Let me ask you something. Those of you who have been let go, for whatever reason, from your jobs. How much advance notice did you get? None, right? And you probably got escorted immediately from the building like a common criminal. But what do they want from you? Two weeks or more notice. We owe you nothing, you give us everything. Hypocritical bullshit.
So in the end it comes down to this. You are striving and giving everything you have to impress someone who doesn’t give a shit whether or not you exist. It’s kind of like marriage. I know, I know. But a few you are laughing. I can’t make everygoddamnbody happy (Love you Sweetie!).
I know how far you get in life and how stable that life is depends on how much bullshit you can put up with. Which is unfortunate for me.
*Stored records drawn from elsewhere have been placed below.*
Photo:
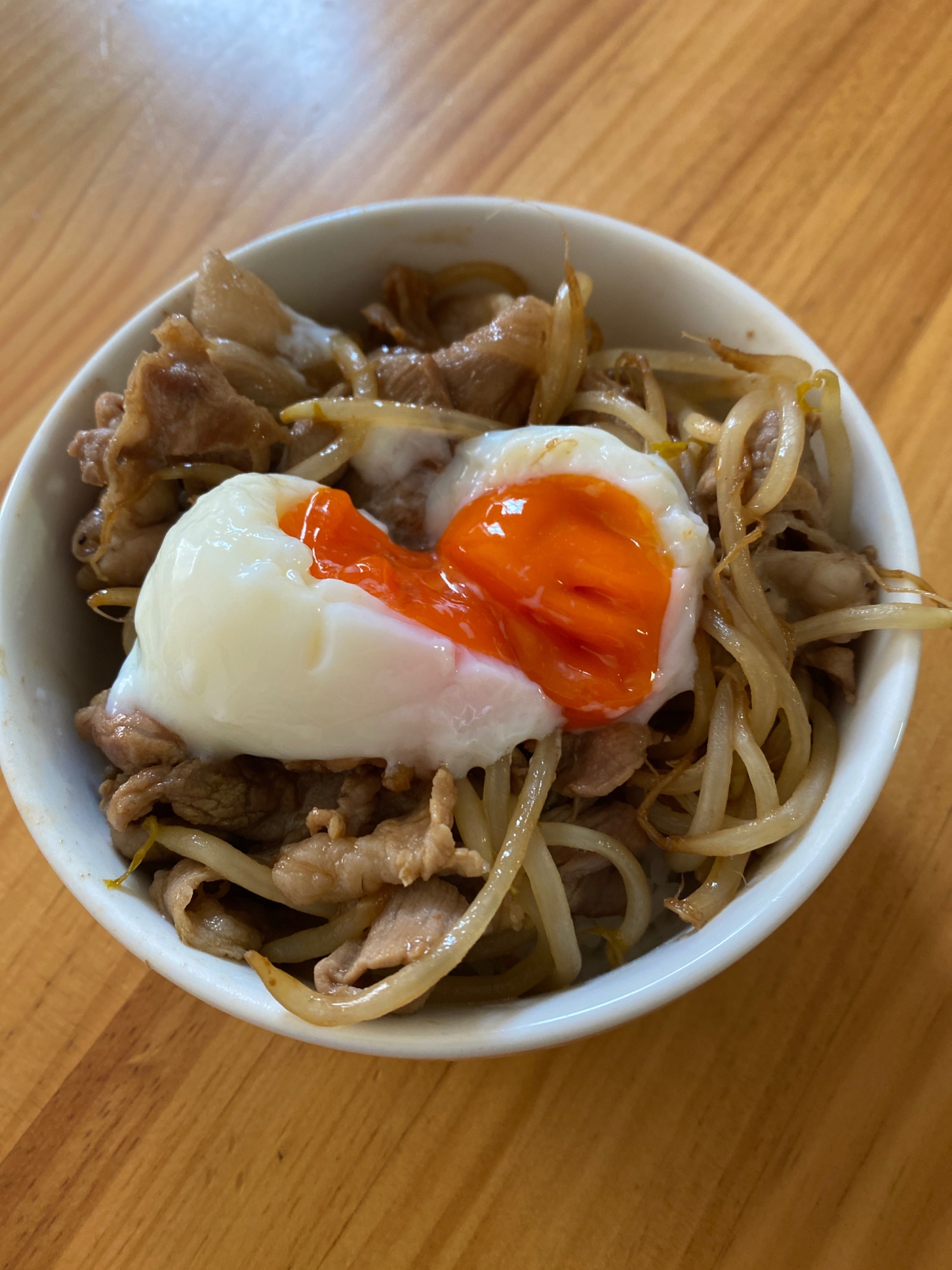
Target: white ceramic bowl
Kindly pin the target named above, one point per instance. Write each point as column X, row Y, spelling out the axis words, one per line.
column 58, row 653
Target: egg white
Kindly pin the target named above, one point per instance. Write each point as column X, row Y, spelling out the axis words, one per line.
column 242, row 651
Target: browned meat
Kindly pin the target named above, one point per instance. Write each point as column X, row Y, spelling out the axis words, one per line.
column 619, row 821
column 356, row 806
column 600, row 893
column 414, row 379
column 200, row 920
column 593, row 886
column 129, row 841
column 91, row 448
column 271, row 382
column 493, row 371
column 835, row 661
column 600, row 761
column 413, row 924
column 178, row 407
column 109, row 410
column 400, row 506
column 233, row 304
column 456, row 317
column 130, row 554
column 802, row 584
column 404, row 312
column 305, row 439
column 762, row 445
column 129, row 741
column 256, row 798
column 398, row 852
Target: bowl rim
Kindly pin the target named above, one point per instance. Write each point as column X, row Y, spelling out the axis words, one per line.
column 557, row 1018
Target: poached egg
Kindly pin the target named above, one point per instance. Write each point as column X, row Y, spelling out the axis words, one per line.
column 563, row 591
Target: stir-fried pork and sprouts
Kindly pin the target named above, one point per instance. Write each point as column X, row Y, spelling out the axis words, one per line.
column 463, row 650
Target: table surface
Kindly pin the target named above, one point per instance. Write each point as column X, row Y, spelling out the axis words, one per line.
column 798, row 1111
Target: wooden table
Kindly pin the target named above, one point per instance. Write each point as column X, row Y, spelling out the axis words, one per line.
column 794, row 1113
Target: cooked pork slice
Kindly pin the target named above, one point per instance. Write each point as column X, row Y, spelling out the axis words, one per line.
column 593, row 886
column 233, row 304
column 456, row 317
column 130, row 741
column 413, row 924
column 356, row 805
column 91, row 446
column 598, row 761
column 598, row 893
column 402, row 505
column 267, row 351
column 404, row 312
column 256, row 798
column 271, row 382
column 493, row 371
column 619, row 821
column 802, row 584
column 837, row 662
column 399, row 852
column 200, row 920
column 414, row 379
column 180, row 407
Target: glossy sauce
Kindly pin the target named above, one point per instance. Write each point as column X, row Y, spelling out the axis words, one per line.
column 564, row 577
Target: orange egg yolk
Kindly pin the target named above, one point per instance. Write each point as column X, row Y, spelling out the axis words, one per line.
column 564, row 577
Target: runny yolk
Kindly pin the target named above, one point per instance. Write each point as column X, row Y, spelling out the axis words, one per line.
column 564, row 577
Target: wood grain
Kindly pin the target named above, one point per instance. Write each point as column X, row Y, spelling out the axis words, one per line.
column 798, row 1111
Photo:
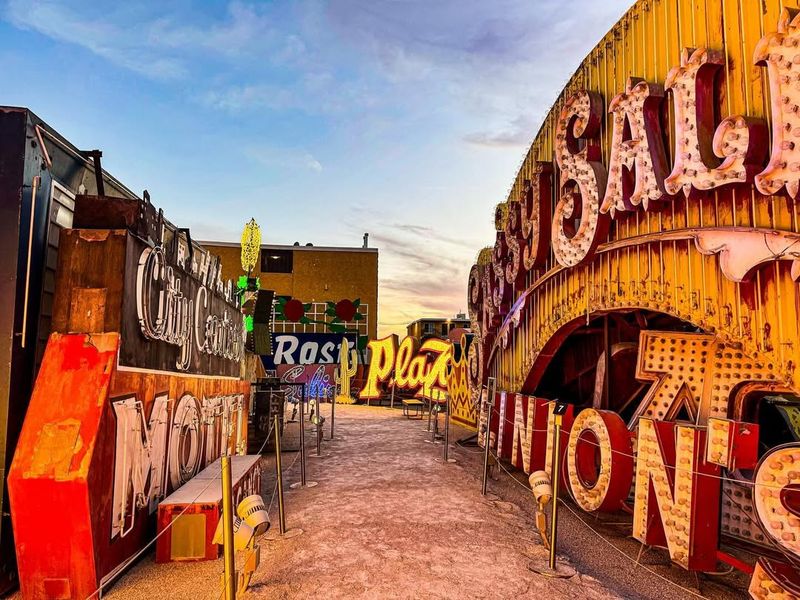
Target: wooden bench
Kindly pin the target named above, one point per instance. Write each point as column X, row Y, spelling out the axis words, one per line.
column 198, row 502
column 417, row 406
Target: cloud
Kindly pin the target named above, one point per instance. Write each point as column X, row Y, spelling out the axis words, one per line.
column 156, row 45
column 500, row 64
column 101, row 37
column 284, row 158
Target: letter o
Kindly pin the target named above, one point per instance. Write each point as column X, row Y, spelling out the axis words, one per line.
column 607, row 489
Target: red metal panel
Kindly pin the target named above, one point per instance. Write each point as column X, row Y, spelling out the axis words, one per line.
column 49, row 477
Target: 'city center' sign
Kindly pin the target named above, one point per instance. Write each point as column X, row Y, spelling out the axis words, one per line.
column 138, row 390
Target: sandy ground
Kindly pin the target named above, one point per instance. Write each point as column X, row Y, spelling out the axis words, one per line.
column 388, row 519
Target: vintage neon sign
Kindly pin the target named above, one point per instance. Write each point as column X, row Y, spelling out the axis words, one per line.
column 676, row 488
column 166, row 452
column 167, row 313
column 703, row 376
column 421, row 371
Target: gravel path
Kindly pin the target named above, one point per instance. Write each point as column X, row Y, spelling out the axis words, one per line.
column 387, row 520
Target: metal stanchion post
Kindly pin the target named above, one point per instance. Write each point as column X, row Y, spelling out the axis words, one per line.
column 279, row 476
column 486, row 436
column 430, row 406
column 303, row 436
column 555, row 479
column 279, row 486
column 318, row 430
column 446, row 458
column 227, row 529
column 333, row 410
column 553, row 570
column 303, row 482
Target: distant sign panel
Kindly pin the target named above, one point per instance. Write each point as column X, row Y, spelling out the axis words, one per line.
column 306, row 349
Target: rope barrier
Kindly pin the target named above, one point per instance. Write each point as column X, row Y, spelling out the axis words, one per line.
column 598, row 534
column 105, row 580
column 118, row 570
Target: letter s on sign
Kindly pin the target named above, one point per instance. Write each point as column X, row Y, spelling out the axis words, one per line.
column 578, row 225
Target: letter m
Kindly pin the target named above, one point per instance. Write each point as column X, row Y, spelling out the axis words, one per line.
column 139, row 461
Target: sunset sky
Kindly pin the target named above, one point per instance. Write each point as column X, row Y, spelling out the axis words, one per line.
column 323, row 120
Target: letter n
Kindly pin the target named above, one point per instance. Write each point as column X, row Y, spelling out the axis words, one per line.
column 677, row 495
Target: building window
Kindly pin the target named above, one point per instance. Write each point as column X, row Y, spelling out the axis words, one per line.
column 276, row 261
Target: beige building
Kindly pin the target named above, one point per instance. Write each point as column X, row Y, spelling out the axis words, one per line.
column 422, row 329
column 314, row 275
Because the more I’m here on this planet, the less and less able I am to swallow large amounts of idiocy with a smile. Unprofessional, some might say. If the definition of unprofessional is not buying into the fake smile, not being able to put up with mass amounts of bullshit, and trying to impress people who don’t give a rat’s ass about me, then yes. I am an unprofessional.
And maybe that’s what it was that was bothering me. The man at the table was a professional. And I am an unprofessional.